В числе господ свиты Ростов заметил и Болконского, лениво и распущенно сидящего на лошади. Ростову вспомнилась его вчерашняя ссора с ним и представился вопрос, следует – или не следует вызывать его. «Разумеется, не следует, – подумал теперь Ростов… – И стоит ли думать и говорить про это в такую минуту, как теперь? В минуту такого чувства любви, восторга и самоотвержения, что значат все наши ссоры и обиды!? Я всех люблю, всем прощаю теперь», думал Ростов.
Когда государь объехал почти все полки, войска стали проходить мимо его церемониальным маршем, и Ростов на вновь купленном у Денисова Бедуине проехал в замке своего эскадрона, т. е. один и совершенно на виду перед государем.

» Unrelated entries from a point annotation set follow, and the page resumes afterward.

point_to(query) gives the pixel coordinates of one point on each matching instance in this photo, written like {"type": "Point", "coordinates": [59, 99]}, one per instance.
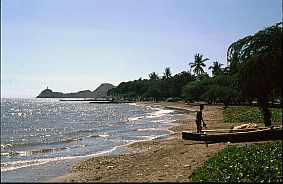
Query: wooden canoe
{"type": "Point", "coordinates": [274, 133]}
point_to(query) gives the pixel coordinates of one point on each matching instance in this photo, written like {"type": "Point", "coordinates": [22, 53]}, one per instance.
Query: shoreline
{"type": "Point", "coordinates": [164, 160]}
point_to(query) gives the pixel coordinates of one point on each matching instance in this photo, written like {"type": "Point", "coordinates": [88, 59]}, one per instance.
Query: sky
{"type": "Point", "coordinates": [74, 45]}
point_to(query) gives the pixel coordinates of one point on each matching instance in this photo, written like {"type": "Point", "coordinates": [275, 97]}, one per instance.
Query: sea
{"type": "Point", "coordinates": [44, 138]}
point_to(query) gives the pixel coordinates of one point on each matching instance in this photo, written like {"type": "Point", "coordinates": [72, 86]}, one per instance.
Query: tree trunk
{"type": "Point", "coordinates": [265, 111]}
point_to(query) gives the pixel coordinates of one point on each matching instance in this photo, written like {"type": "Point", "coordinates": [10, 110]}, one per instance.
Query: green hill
{"type": "Point", "coordinates": [100, 92]}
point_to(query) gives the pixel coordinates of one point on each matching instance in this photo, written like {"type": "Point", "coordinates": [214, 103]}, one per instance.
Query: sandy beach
{"type": "Point", "coordinates": [171, 160]}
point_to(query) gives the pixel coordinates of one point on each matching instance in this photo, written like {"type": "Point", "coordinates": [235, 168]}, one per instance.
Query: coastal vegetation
{"type": "Point", "coordinates": [257, 163]}
{"type": "Point", "coordinates": [242, 114]}
{"type": "Point", "coordinates": [253, 74]}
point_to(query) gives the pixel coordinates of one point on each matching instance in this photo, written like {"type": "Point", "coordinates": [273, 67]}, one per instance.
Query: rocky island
{"type": "Point", "coordinates": [100, 92]}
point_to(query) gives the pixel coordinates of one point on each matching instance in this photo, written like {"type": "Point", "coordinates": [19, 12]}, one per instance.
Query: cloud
{"type": "Point", "coordinates": [9, 80]}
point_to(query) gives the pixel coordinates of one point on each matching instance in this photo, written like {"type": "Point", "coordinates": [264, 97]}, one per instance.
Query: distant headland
{"type": "Point", "coordinates": [100, 92]}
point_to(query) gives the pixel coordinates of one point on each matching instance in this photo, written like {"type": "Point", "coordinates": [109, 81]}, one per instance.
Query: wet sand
{"type": "Point", "coordinates": [171, 160]}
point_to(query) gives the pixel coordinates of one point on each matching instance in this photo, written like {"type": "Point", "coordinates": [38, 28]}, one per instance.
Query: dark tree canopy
{"type": "Point", "coordinates": [258, 61]}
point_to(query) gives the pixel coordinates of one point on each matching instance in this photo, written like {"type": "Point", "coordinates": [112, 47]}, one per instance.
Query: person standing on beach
{"type": "Point", "coordinates": [199, 119]}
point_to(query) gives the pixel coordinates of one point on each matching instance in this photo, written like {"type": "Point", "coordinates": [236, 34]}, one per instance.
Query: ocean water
{"type": "Point", "coordinates": [36, 133]}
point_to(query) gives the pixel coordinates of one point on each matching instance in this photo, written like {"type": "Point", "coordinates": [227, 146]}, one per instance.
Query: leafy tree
{"type": "Point", "coordinates": [198, 64]}
{"type": "Point", "coordinates": [258, 61]}
{"type": "Point", "coordinates": [193, 91]}
{"type": "Point", "coordinates": [216, 68]}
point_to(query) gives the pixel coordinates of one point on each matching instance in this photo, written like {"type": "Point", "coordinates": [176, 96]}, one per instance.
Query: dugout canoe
{"type": "Point", "coordinates": [273, 133]}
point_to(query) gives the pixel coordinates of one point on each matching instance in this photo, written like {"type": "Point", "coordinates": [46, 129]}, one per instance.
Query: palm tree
{"type": "Point", "coordinates": [198, 64]}
{"type": "Point", "coordinates": [167, 74]}
{"type": "Point", "coordinates": [216, 68]}
{"type": "Point", "coordinates": [153, 76]}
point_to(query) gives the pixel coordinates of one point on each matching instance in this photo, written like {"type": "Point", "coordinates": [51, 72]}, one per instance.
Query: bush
{"type": "Point", "coordinates": [249, 114]}
{"type": "Point", "coordinates": [253, 163]}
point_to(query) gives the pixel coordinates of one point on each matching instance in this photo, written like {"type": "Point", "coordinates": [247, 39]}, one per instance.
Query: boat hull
{"type": "Point", "coordinates": [251, 136]}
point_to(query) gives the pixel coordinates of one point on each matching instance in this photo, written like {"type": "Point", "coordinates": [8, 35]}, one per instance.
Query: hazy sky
{"type": "Point", "coordinates": [72, 45]}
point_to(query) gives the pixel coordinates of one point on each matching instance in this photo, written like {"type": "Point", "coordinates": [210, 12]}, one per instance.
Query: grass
{"type": "Point", "coordinates": [250, 114]}
{"type": "Point", "coordinates": [253, 163]}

Не доезжая государя, Ростов, отличный ездок, два раза всадил шпоры своему Бедуину и довел его счастливо до того бешеного аллюра рыси, которою хаживал разгоряченный Бедуин. Подогнув пенящуюся морду к груди, отделив хвост и как будто летя на воздухе и не касаясь до земли, грациозно и высоко вскидывая и переменяя ноги, Бедуин, тоже чувствовавший на себе взгляд государя, прошел превосходно.
Сам Ростов, завалив назад ноги и подобрав живот и чувствуя себя одним куском с лошадью, с нахмуренным, но блаженным лицом, чортом , как говорил Денисов, проехал мимо государя.
– Молодцы павлоградцы! – проговорил государь.
«Боже мой! Как бы я счастлив был, если бы он велел мне сейчас броситься в огонь», подумал Ростов.
Когда смотр кончился, офицеры, вновь пришедшие и Кутузовские, стали сходиться группами и начали разговоры о наградах, об австрийцах и их мундирах, об их фронте, о Бонапарте и о том, как ему плохо придется теперь, особенно когда подойдет еще корпус Эссена, и Пруссия примет нашу сторону.